Ulrich la miró sorprendido, aunque no le resultó nuevo aquel tono, indicio de que ella estaba nerviosa. —¡Esta mujer tiene cada cosa más convencional…! —pensó—. Causa una impresión semejante a la que uno recibe cuando en un libro cualquiera encuentra encuadernada una hoja perteneciente a otro libro distinto. Clarisse le había lanzado la fórmula, no con la expresión usual, sino de lado, por detrás de la espalda; y esto contribuyó a hacerle creer a Ulrich que aquel acento no era falso, sino que se trataba de un texto equivocado, e infundió en él la sospecha, algo arriesgada, de que ella misma poseyera varios de aquellos textos interpolados. Puesto que Ulrich no contestaba, Clarisse permaneció en pie ante él y dijo: —¡Tengo que hablar contigo!”

—Con mucho gusto te ofrecería una copa —dijo Ulrich.

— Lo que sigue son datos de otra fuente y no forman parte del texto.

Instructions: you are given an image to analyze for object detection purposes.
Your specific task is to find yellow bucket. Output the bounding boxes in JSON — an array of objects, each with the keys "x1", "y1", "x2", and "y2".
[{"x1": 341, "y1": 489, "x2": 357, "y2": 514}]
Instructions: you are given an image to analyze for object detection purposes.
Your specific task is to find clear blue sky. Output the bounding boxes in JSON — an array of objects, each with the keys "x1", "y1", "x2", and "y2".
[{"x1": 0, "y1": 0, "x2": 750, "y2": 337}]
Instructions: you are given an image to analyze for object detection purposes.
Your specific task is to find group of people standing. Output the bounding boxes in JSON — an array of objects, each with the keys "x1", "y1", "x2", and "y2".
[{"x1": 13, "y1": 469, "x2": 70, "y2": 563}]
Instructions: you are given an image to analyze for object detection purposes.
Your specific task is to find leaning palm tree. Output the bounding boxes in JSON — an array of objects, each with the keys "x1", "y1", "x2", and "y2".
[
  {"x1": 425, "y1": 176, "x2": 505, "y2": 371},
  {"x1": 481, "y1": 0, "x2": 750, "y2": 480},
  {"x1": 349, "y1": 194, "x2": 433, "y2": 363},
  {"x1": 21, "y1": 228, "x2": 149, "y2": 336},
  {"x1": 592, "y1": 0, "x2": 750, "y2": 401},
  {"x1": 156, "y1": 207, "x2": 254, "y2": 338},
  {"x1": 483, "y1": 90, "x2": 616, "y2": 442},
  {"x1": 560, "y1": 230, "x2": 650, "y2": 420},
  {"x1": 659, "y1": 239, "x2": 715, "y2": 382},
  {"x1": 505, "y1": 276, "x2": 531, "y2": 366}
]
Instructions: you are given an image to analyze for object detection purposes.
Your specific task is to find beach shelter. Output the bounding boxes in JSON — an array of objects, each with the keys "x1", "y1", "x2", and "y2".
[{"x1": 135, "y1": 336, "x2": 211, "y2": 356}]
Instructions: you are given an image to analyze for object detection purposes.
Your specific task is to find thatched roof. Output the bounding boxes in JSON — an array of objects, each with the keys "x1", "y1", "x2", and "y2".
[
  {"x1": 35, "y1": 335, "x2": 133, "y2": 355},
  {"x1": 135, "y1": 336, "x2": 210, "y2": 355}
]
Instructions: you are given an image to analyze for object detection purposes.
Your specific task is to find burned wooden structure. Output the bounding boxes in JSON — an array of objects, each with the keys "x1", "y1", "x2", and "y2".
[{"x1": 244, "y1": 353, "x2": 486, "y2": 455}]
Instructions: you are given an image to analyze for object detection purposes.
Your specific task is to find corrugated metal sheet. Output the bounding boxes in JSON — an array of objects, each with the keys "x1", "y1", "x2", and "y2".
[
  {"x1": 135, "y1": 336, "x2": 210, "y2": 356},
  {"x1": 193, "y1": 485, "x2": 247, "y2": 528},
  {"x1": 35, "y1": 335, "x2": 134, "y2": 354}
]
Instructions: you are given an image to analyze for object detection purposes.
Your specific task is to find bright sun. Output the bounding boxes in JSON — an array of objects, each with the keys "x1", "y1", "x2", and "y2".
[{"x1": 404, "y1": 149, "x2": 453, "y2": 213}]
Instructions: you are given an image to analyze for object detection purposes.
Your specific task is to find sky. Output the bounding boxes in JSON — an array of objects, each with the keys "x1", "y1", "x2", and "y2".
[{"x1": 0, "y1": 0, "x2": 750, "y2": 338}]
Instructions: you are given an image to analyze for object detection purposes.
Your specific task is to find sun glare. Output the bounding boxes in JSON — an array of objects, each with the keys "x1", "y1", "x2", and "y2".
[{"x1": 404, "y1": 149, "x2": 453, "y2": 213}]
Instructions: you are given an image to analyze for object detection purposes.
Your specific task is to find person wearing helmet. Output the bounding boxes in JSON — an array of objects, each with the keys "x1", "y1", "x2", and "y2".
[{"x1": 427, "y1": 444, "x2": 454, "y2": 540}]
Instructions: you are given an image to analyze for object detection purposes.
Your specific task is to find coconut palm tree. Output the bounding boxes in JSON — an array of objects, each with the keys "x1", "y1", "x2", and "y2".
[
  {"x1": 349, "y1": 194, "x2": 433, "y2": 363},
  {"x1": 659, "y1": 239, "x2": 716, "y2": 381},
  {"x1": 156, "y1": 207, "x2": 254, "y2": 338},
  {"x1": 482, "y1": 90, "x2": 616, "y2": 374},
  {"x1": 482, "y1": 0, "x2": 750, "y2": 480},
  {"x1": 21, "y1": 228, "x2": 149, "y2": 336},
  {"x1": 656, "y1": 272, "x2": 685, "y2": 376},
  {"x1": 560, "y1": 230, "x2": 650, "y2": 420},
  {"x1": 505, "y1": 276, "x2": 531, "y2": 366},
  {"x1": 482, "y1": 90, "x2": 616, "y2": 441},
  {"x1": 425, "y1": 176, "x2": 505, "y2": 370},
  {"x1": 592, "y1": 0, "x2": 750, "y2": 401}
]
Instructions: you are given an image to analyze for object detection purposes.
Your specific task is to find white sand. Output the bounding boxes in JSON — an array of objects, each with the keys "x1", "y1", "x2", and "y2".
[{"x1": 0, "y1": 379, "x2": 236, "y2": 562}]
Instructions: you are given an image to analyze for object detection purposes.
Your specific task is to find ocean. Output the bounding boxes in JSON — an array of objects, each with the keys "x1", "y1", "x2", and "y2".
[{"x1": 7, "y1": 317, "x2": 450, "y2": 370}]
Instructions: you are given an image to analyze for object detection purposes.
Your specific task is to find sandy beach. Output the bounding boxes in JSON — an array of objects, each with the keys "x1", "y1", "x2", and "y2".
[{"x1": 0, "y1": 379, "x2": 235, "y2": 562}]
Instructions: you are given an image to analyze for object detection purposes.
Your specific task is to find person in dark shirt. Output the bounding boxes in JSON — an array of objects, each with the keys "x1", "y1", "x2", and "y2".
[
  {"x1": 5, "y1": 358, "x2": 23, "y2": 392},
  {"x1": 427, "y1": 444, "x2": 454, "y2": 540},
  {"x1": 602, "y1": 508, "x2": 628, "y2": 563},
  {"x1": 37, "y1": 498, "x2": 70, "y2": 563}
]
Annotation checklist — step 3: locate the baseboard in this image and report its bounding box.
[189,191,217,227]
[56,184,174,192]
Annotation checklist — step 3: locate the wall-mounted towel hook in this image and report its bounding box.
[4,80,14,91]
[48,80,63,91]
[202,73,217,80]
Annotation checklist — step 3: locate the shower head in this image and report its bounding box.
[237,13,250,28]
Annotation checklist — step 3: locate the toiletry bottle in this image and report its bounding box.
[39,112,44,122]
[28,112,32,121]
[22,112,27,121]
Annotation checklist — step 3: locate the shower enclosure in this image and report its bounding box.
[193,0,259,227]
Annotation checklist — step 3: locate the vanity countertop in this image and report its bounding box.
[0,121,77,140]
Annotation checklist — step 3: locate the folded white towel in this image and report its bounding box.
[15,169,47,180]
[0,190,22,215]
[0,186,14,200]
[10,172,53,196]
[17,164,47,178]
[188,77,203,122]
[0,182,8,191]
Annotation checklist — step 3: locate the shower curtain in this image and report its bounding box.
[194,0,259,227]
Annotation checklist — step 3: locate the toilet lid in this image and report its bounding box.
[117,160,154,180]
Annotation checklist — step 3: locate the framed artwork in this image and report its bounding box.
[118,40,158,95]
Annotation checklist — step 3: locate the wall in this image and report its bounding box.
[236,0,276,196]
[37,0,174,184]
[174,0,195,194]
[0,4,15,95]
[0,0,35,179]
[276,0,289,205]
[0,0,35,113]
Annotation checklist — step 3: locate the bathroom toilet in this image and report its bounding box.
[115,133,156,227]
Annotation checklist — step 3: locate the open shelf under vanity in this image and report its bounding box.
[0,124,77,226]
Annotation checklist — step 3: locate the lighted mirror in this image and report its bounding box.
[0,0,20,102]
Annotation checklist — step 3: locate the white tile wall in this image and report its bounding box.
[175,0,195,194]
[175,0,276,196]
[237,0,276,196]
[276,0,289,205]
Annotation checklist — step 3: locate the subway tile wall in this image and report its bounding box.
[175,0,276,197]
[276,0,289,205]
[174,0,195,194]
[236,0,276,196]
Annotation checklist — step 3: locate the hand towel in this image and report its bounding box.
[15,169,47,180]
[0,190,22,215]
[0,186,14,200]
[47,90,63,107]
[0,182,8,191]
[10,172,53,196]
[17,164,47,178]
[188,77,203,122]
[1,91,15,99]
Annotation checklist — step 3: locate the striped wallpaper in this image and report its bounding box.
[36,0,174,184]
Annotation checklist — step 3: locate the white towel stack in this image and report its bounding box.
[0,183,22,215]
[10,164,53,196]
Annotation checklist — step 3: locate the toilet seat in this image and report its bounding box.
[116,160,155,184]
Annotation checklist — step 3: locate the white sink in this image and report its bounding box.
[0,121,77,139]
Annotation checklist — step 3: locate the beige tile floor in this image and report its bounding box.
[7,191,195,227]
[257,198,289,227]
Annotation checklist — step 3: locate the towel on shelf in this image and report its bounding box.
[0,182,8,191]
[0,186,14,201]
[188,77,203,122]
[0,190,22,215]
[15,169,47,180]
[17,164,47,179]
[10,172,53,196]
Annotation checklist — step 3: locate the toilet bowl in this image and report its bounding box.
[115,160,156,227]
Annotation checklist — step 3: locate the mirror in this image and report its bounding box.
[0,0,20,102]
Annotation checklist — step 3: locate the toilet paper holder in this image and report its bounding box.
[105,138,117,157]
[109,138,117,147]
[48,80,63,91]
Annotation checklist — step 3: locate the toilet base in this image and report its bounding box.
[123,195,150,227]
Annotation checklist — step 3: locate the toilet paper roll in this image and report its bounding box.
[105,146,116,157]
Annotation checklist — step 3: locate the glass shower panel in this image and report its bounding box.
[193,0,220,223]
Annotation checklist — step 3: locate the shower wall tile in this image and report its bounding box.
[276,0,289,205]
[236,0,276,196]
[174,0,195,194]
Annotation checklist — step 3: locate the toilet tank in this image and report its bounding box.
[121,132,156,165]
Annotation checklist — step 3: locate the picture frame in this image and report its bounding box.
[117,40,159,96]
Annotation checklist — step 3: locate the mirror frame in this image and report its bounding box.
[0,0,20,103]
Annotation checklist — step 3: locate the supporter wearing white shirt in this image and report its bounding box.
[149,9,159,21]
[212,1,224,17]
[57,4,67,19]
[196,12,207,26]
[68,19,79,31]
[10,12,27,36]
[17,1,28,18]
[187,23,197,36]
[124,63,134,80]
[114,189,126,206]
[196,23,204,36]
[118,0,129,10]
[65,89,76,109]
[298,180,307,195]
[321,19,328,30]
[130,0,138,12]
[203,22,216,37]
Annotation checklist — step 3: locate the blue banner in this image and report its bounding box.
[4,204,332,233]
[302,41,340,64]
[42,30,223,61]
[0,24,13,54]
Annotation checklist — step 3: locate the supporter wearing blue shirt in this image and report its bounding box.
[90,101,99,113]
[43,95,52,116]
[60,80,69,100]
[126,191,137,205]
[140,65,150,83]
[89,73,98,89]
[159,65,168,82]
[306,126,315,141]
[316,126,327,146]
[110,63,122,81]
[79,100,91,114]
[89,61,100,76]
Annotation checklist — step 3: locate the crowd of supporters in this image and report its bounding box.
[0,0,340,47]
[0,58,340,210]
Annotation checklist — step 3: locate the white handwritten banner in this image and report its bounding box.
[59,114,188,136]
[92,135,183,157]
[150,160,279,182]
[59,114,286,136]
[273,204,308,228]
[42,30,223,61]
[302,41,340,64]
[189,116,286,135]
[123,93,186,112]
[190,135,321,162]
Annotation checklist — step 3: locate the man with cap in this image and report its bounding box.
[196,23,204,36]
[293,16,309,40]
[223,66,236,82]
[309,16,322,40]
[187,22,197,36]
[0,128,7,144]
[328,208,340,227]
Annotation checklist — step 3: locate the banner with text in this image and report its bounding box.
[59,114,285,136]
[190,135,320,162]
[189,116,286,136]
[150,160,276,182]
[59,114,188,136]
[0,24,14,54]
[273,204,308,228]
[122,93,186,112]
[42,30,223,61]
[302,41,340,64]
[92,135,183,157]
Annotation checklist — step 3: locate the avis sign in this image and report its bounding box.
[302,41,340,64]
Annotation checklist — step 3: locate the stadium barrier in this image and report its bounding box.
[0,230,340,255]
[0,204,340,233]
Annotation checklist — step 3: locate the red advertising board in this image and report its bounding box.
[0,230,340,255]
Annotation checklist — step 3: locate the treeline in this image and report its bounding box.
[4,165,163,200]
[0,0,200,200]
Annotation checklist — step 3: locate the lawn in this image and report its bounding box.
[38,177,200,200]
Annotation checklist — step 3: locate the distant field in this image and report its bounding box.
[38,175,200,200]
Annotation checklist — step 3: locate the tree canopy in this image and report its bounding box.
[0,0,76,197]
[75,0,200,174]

Clarisse sacudió enérgicamente la mano, elevada a la altura de los hombros en señal de negativa. Concentró sus pensamientos y comenzó: —Walter quiere tener a toda costa un hijo mío. ¿Comprendes? Clarisse parecía esperar mía respuesta.

¿Qué debía contestar Ulrich?

—¡Pero yo no quiero! —exclamó con fuerza.

—¡No tienes por qué enojarte! —dijo Ulrich—. Si tú no quieres, no puede pasar nada.”

—¡Pero él se consume por eso!”

—¡Muchos de los que creen estar siempre en trance de morir viven largos años! Habrá pasado mucho tiempo, y tú y yo nos habremos apergaminado, pero Walter seguirá siendo el director de su archivo, con su rostro de niño bajo los cabellos blancos.”

Clarisse giró pensativa sobre sus talones y se alejó de Ulrich; a cierta distancia, intervino de nuevo haciéndole frente: —¿Sabes en qué queda un paraguas cuando se le quita el bastón? Walter desfallece cuando yo me niego. Yo soy el bastón, él… —El paraguas —estuvo a punto de decir, pero se le ocurrió algo mucho mejor. —Él es mi abrigo —dijo Clarisse—. Walter se cree en el deber de cobijarme. Y lo primero que desea es verme con un vientre abultado. Después tratará de convencerme de que una madre natural debe amamantar ella misma a su hijo. Y luego querrá educar a ese hijo conforme a sus ideas. Tú mismo lo sabes. Sencillamente, lo que él busca es adjudicarse derechos y, poniendo pretextos de alto vuelo, convertirnos a los dos en unos simples burgueses. Pero si continúo llevándole la contraria, como hasta ahora, ¡adiós Walter! ¡Yo lo soy todo para él!”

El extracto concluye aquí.